Typically a trivial job like this one will take a few minutes to run, which is almost entirely spent setting up the environment prior to starting the actual job. Once your job is completed you should be able to see the output of the job by clicking on the status of the pipeline:

Viewing a CI build log (Step 2)

Followed by name of the job you are interested in:

Viewing a CI build log (Step 3)

If you scroll down the page you should then be able to see the output of the three commands:

Viewing a CI build log (Step 4)

Checking jobs

If you ever want to check on a job’s progress the log file can also be examined while a job is running using the same method.

Sometimes it is useful to be able to store files that are produced during a pipeline, such as the output.txt file we have produced. Currently the file is automatically deleted when the job ends, however, the output files and directories can be automatically kept for up to 30 days using by defining them as an “artefact”. Additionally artefacts can be used in later stages in a pipeline by being marked as a dependency.

Our first pipeline can be extended to produced a plot using python and then compile a LaTeX document using this plot by modify .gitlab-ci.yml to contain:

stages:
    - first_stage
    - second_stage

my_first_job:
    stage: first_stage
    image: gitlab-registry.cern.ch/ci-tools/ci-worker:cc7
    script:
        - python -c 'import this'
        - echo "My first CI produced file" > output.txt
        - ls
    artifacts:
        paths:
            - "*.txt"

make_plot:
    stage: first_stage
    image: continuumio/anaconda3:latest
    before_script:
        # Matplotlib should use a backend that is suitable for CI
        - 'echo "backend : Agg" > matplotlibrc'
    script:
        - mkdir -p plots/
        - python make_plot.py
    artifacts:
        paths:
            - plots/

make_document:
    stage: second_stage
    image: gitlab-registry.cern.ch/ci-tools/ci-worker:cc7
    before_script:
        - yum install -y texlive ghostscript latexmk
    script:
        - latexmk -pdf my_document.tex
    dependencies:
        - make_plot
    artifacts:
        paths:
            - my_document.pdf

Each keyword in the configuration does the following:

  • stages: Used to specify the order in which to run each stage. Each job is then assigned to a particular stage using the stage key. All jobs in a stage can be executed in parallel, while later jobs will wait until all jobs in the previous stage have completed successfully.

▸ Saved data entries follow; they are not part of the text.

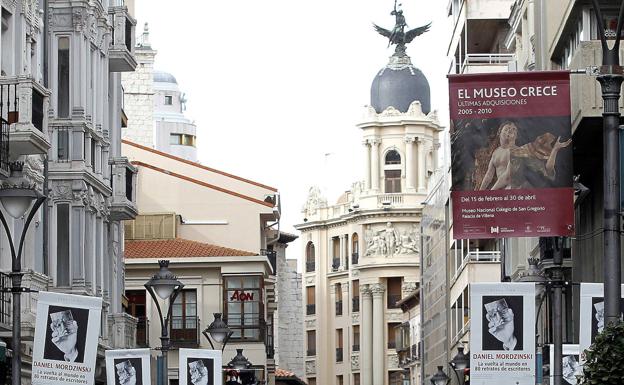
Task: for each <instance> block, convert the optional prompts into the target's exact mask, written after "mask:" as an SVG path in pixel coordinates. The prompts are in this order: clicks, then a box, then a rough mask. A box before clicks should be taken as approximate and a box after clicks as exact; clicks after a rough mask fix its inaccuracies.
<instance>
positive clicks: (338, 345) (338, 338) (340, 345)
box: [336, 329, 342, 362]
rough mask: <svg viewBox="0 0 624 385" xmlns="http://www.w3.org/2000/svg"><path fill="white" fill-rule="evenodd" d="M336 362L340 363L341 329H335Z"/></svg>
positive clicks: (341, 353) (340, 357) (341, 361)
mask: <svg viewBox="0 0 624 385" xmlns="http://www.w3.org/2000/svg"><path fill="white" fill-rule="evenodd" d="M336 362H342V329H336Z"/></svg>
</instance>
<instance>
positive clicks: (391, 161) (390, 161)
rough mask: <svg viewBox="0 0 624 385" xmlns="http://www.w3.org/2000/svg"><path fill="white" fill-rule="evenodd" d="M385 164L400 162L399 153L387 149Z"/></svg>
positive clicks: (399, 162) (397, 163)
mask: <svg viewBox="0 0 624 385" xmlns="http://www.w3.org/2000/svg"><path fill="white" fill-rule="evenodd" d="M385 164H401V155H399V153H398V152H397V151H396V150H390V151H388V153H387V154H386V161H385Z"/></svg>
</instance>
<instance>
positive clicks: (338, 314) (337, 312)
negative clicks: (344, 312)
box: [336, 300, 342, 315]
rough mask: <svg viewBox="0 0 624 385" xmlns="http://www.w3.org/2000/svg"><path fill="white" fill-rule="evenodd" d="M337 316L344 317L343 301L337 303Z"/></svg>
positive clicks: (336, 303)
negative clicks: (341, 315)
mask: <svg viewBox="0 0 624 385" xmlns="http://www.w3.org/2000/svg"><path fill="white" fill-rule="evenodd" d="M336 315H342V300H340V301H336Z"/></svg>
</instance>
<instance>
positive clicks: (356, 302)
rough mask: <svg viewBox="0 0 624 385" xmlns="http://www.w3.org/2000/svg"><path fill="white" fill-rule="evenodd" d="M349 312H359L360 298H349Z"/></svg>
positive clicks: (359, 306)
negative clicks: (349, 302) (349, 300)
mask: <svg viewBox="0 0 624 385" xmlns="http://www.w3.org/2000/svg"><path fill="white" fill-rule="evenodd" d="M351 311H352V312H354V313H357V312H358V311H360V297H359V296H357V297H353V298H351Z"/></svg>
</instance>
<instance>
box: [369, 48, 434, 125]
mask: <svg viewBox="0 0 624 385" xmlns="http://www.w3.org/2000/svg"><path fill="white" fill-rule="evenodd" d="M430 95H431V94H430V91H429V82H428V81H427V78H426V77H425V75H424V74H423V73H422V72H421V71H420V70H419V69H418V68H416V67H414V66H413V65H412V63H411V61H410V59H409V57H408V56H396V55H393V56H392V57H391V58H390V62H389V63H388V65H387V66H385V67H384V68H382V69H381V71H379V72H378V73H377V76H375V79H374V80H373V84H372V86H371V106H373V108H374V109H375V111H376V112H377V113H378V114H379V113H381V112H383V111H384V110H385V109H386V108H388V107H390V106H392V107H394V108H396V109H397V110H399V111H401V112H407V110H408V109H409V106H410V104H412V102H413V101H416V100H418V101H419V102H420V104H421V106H422V111H423V112H424V113H425V114H428V113H429V111H431V96H430Z"/></svg>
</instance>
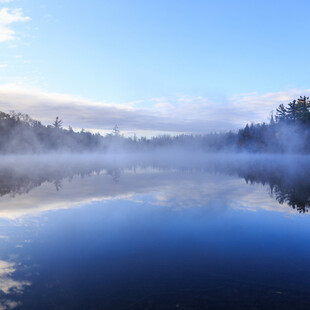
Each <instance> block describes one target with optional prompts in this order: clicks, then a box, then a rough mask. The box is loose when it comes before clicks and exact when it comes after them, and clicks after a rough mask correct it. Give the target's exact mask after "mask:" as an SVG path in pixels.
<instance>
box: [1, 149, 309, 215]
mask: <svg viewBox="0 0 310 310" xmlns="http://www.w3.org/2000/svg"><path fill="white" fill-rule="evenodd" d="M308 161H309V159H308V157H307V156H291V157H290V156H286V157H281V156H255V155H252V156H243V155H225V156H224V155H223V156H211V155H210V156H209V157H201V156H198V157H196V158H195V157H194V160H192V158H189V159H186V158H183V159H182V160H175V159H173V158H164V159H162V160H161V161H160V160H155V161H154V160H153V161H151V160H145V159H137V158H129V159H128V158H127V159H126V160H124V158H102V157H96V156H93V157H83V156H80V157H74V158H73V159H71V158H66V157H63V158H60V159H57V160H56V161H53V162H51V161H50V158H49V157H44V156H42V157H38V158H36V159H35V160H34V159H33V158H32V157H29V158H23V157H21V158H20V160H19V161H18V164H16V162H15V163H14V165H12V162H10V160H9V159H5V160H3V161H2V163H1V164H0V196H4V197H3V198H2V200H0V204H1V208H0V216H1V215H4V216H5V215H6V211H8V213H11V215H9V214H7V215H8V217H16V216H17V215H18V213H20V214H24V213H27V210H28V209H29V208H30V206H32V209H33V207H36V208H37V211H39V210H44V209H57V208H59V207H61V206H60V205H61V204H62V205H65V207H67V208H68V207H70V203H71V205H72V206H75V205H80V204H82V203H86V202H87V201H92V200H105V199H112V198H121V197H123V198H124V197H127V198H129V197H132V196H134V195H141V194H152V196H153V199H154V201H153V204H157V205H161V206H170V205H173V206H179V207H191V206H204V205H206V204H208V203H209V202H210V201H213V203H215V201H218V200H221V203H222V202H223V200H224V201H225V204H226V205H231V204H234V202H235V201H239V202H240V201H243V204H249V203H250V202H251V200H252V201H253V202H254V201H255V200H256V203H257V204H259V203H261V207H262V208H265V209H269V210H275V209H277V208H276V205H274V204H272V203H271V201H270V199H269V198H268V197H266V193H263V191H262V189H261V188H260V187H254V188H253V187H252V188H251V187H249V186H244V185H243V183H242V179H244V180H245V181H246V183H247V184H251V185H255V184H261V185H263V186H264V187H266V186H268V188H269V194H270V196H271V197H273V198H275V199H276V201H277V202H278V203H279V205H284V206H283V208H282V209H280V208H278V210H280V211H281V210H282V211H283V210H285V211H287V209H286V208H285V206H286V205H287V206H290V207H292V208H293V209H296V210H297V211H298V212H300V213H305V212H307V211H308V209H309V206H310V179H309V178H307V176H308V175H309V173H310V165H309V164H308ZM292 163H294V165H292ZM51 185H53V186H54V189H56V191H59V192H60V193H59V195H58V196H57V195H55V193H54V192H53V190H52V189H51ZM36 188H40V190H37V191H35V189H36ZM31 191H34V194H33V195H28V196H29V197H25V196H24V197H19V196H20V195H22V194H27V193H30V192H31ZM266 192H267V191H266ZM8 195H10V197H15V201H12V200H11V199H9V198H8V197H7V196H8ZM43 196H44V198H43ZM241 198H242V199H241ZM246 199H247V200H248V201H246ZM16 200H18V201H16ZM69 201H70V203H69ZM222 204H223V203H222ZM241 204H242V203H241ZM4 206H5V207H4ZM8 206H9V210H6V209H5V208H6V207H8ZM16 207H17V208H18V209H19V210H17V209H16ZM7 209H8V208H7ZM15 211H16V212H15ZM23 211H25V212H23Z"/></svg>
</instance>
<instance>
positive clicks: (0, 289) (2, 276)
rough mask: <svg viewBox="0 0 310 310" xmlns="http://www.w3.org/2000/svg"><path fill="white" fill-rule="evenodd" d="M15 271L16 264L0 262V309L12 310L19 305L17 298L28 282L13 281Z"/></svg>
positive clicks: (22, 292) (20, 281) (29, 284)
mask: <svg viewBox="0 0 310 310" xmlns="http://www.w3.org/2000/svg"><path fill="white" fill-rule="evenodd" d="M15 271H16V264H15V263H13V262H9V261H4V260H0V309H1V310H2V309H3V310H6V309H14V308H16V307H18V306H20V305H21V302H19V301H18V297H19V296H20V295H21V294H22V293H23V290H24V288H25V287H26V286H29V285H30V282H29V281H20V280H16V279H13V274H14V273H15Z"/></svg>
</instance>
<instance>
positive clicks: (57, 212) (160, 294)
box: [0, 155, 310, 310]
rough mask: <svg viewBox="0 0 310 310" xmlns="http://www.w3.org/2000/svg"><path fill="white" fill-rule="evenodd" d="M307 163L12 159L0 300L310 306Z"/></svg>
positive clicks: (57, 308) (22, 306) (309, 274)
mask: <svg viewBox="0 0 310 310" xmlns="http://www.w3.org/2000/svg"><path fill="white" fill-rule="evenodd" d="M292 162H294V166H292V164H291V163H292ZM308 166H309V165H308V157H302V156H301V157H294V158H285V159H283V158H282V159H280V158H277V157H273V156H266V157H264V158H262V157H255V156H251V157H248V156H229V157H227V156H222V157H221V156H217V157H215V156H213V157H212V156H209V157H203V156H196V157H195V156H194V155H193V156H191V157H189V158H182V159H178V158H172V157H171V158H169V157H168V158H165V160H158V159H156V160H155V159H154V160H145V159H137V158H119V157H114V158H101V157H96V156H93V157H91V156H90V157H84V158H83V157H72V158H71V157H70V158H58V157H55V158H54V159H53V160H51V158H44V157H38V158H36V159H35V160H33V158H30V157H29V158H24V157H20V158H15V159H14V160H13V159H7V158H3V159H2V161H0V176H1V177H0V182H1V193H0V195H1V198H0V249H1V252H0V310H1V309H13V308H19V309H109V310H110V309H135V310H136V309H141V310H142V309H176V308H177V309H270V305H275V307H274V308H277V309H309V307H310V297H309V296H310V295H309V291H310V282H309V277H310V267H309V266H308V265H307V264H304V262H305V261H307V260H308V259H309V257H310V252H309V249H308V247H307V246H306V245H307V244H309V242H310V225H309V217H308V216H295V217H293V216H286V215H287V214H295V213H296V210H294V209H293V207H295V209H298V210H299V211H301V212H304V211H306V210H307V209H308V208H309V206H308V193H309V191H308V189H309V185H308V184H309V183H308V180H307V178H306V176H307V175H308V174H309V172H310V171H309V169H310V168H309V167H308ZM2 185H3V186H2ZM51 210H53V211H51ZM244 210H252V211H259V212H244ZM43 211H44V212H43ZM48 211H51V212H48ZM265 211H280V212H285V213H284V214H285V216H282V214H283V213H279V212H265ZM296 214H298V213H296ZM15 262H16V263H15ZM17 262H19V263H17Z"/></svg>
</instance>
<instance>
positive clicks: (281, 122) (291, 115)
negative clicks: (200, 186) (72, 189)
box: [0, 97, 310, 153]
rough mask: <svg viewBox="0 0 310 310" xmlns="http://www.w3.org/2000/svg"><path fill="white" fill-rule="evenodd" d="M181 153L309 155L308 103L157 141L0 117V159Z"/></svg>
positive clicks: (156, 136) (57, 117)
mask: <svg viewBox="0 0 310 310" xmlns="http://www.w3.org/2000/svg"><path fill="white" fill-rule="evenodd" d="M171 147H174V148H182V149H186V150H189V151H195V150H202V151H206V152H218V151H229V152H242V151H247V152H265V153H283V152H290V153H309V152H310V101H309V98H308V97H300V98H299V99H298V100H293V101H292V102H290V103H289V104H288V105H287V106H285V105H283V104H281V105H280V106H279V107H278V108H277V110H276V115H275V116H273V115H272V116H271V118H270V122H269V123H261V124H250V125H249V124H247V125H246V126H245V128H243V129H240V130H239V131H238V132H237V133H236V132H231V131H230V132H228V133H210V134H205V135H190V134H181V135H177V136H170V135H161V136H156V137H152V138H146V137H140V138H137V137H136V136H134V137H124V136H123V135H122V134H121V133H120V131H119V129H118V127H117V126H115V127H114V128H113V130H112V131H111V133H109V134H106V135H104V136H103V135H100V134H99V133H96V134H93V133H91V132H88V131H85V130H84V129H82V130H80V131H74V130H73V129H72V128H71V127H70V126H69V128H68V129H66V128H64V127H63V124H62V120H61V119H59V118H58V117H56V119H55V121H54V122H53V124H51V125H47V126H46V125H43V124H42V123H41V122H40V121H37V120H33V119H32V118H31V117H29V116H28V115H26V114H22V113H15V112H10V113H9V114H7V113H4V112H0V153H43V152H53V151H62V152H66V151H68V152H91V151H96V152H105V151H120V150H126V151H133V152H134V151H153V150H157V149H165V148H168V149H169V148H171Z"/></svg>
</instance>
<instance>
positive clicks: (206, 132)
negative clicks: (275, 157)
mask: <svg viewBox="0 0 310 310" xmlns="http://www.w3.org/2000/svg"><path fill="white" fill-rule="evenodd" d="M300 95H310V90H309V89H306V90H298V89H293V90H288V91H282V92H274V93H267V94H258V93H247V94H240V95H236V96H233V97H230V98H224V99H221V100H219V101H214V100H210V99H209V98H205V97H201V96H196V97H194V96H174V97H165V98H151V99H150V100H144V101H143V100H137V101H134V102H125V103H115V102H107V101H102V102H97V101H93V100H90V99H87V98H83V97H80V96H76V95H70V94H61V93H52V92H46V91H43V90H40V89H38V88H30V87H23V86H18V85H15V84H4V85H0V110H2V111H4V112H8V111H10V110H15V111H18V112H22V113H27V114H29V115H30V116H31V117H33V118H35V119H38V120H41V121H42V122H43V123H44V124H51V123H52V122H53V121H54V119H55V117H56V116H59V117H60V118H61V119H62V120H63V122H64V124H65V125H67V126H68V125H71V126H72V127H74V128H87V129H90V130H94V131H95V130H99V131H100V130H111V129H112V128H113V127H114V125H115V124H118V125H119V127H120V129H121V130H122V131H123V132H124V131H125V132H137V133H139V132H143V133H145V132H150V133H154V132H156V133H169V132H170V133H207V132H215V131H216V132H221V131H228V130H237V129H239V128H240V127H242V126H244V125H245V124H246V123H247V122H262V121H268V117H269V115H270V111H272V110H275V109H276V108H277V106H278V105H279V104H280V103H288V102H289V101H290V100H292V99H294V98H298V97H299V96H300Z"/></svg>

  • image: Defines a docker image which is used to provide the environment (i.e. what software is installed) for the job.

  • before_script: One or more commands which are executed before starting the main job. This is typically used for installing software and generally setting up the environment.

  • script: One or more commands to be executed.

  • artifacts: Used to store files and directories produced by the job.

  • dependencies: Used to specify previous jobs which create artefacts that are required by this job. These are then placed into the job’s environment at the same path that they were originally created at.

See the GitLab CI documentation for a full description of the CI configuration file.

Again commit and push the .gitlab-ci.yml file along with make_plot.py and my_document.tex and wait for the pipeline to complete. In the sidebar on the right you are then be able to download some or all of the build artefacts like so:

Viewing a CI build log (Step 4)

Debugging errors in .gitlab-ci.yml

Sometimes it can be difficult to understand errors in the configuration of a pipeline. Fortunately there is a helpful page which can be used to find errors or see how the configuration is interpreted without needing to make a commit.

Additional CI configuration

To see the full documentation for what can be included in the CI configuration see the official GitLab CI documentation.

Special resources on runners

Some of the shared runners at CERN have special features available such as CVMFS. Additionally, you can make a private runner if you want to completely control the runner and add features such a persistent storage between builds. See the CERN documentation for more details and examples for common use cases.

Key Points

  • Continuous integration can be used to run commands or scripts every time a commit is pushed.

  • The .gitlab-ci.yml file is used to configure CI.